To anon275849: Since there is no date on your post, this response may be long after the fact. I had uterine cancer and grade III vaginal dysplasia. A complete hysterectomy was done but only removal of the dysplasia, which is precancerous. Not knowing your full condition, the doctor's recommendations sound a bit extreme. I'd certainly get a second opinion.

Post 4

I have been diagnosed with vaginal dysplasia and my gyno wants to do a complete hysterectomy and vaginal reconstruction. Has anyone gone through this?

Post 3

I am confused as to why I have been diagnosed with vaginal dysplasia. None of the risk factors apply, having been married for 41 years and neither my husband nor I have had other sexual partners. I have never had HPV nor ever smoked. This is the first time that a pap test result has come back as abnormal. I have had a hysterectomy many years ago.
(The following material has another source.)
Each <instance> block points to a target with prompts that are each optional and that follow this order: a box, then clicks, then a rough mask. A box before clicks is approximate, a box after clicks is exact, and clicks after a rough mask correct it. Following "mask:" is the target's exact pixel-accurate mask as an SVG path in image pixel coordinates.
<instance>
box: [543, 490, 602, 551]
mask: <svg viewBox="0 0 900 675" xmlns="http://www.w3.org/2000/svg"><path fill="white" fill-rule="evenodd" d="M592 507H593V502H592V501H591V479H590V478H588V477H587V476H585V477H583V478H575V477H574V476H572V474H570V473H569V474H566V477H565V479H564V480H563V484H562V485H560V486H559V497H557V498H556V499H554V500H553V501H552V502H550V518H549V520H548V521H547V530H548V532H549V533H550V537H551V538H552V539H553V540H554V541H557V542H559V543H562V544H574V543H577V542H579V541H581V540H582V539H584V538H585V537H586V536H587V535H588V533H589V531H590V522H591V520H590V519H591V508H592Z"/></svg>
Therefore, I have no uterus or cervix.

Post 2

yes, i believe that to be very likely. very similar to my story.

Post 1

about three years ago I stayed the home of an old friend who was receiving treatment for vagina dysplasia. A few weeks after I returned I had some symptoms in the vagina and I was treated for thrush. Some time later I developed a small wart. It started to grow a sample has been taken and it has cancerous cells. Is it possible this was passed using the same toilet facilities? I take immunosuppressants.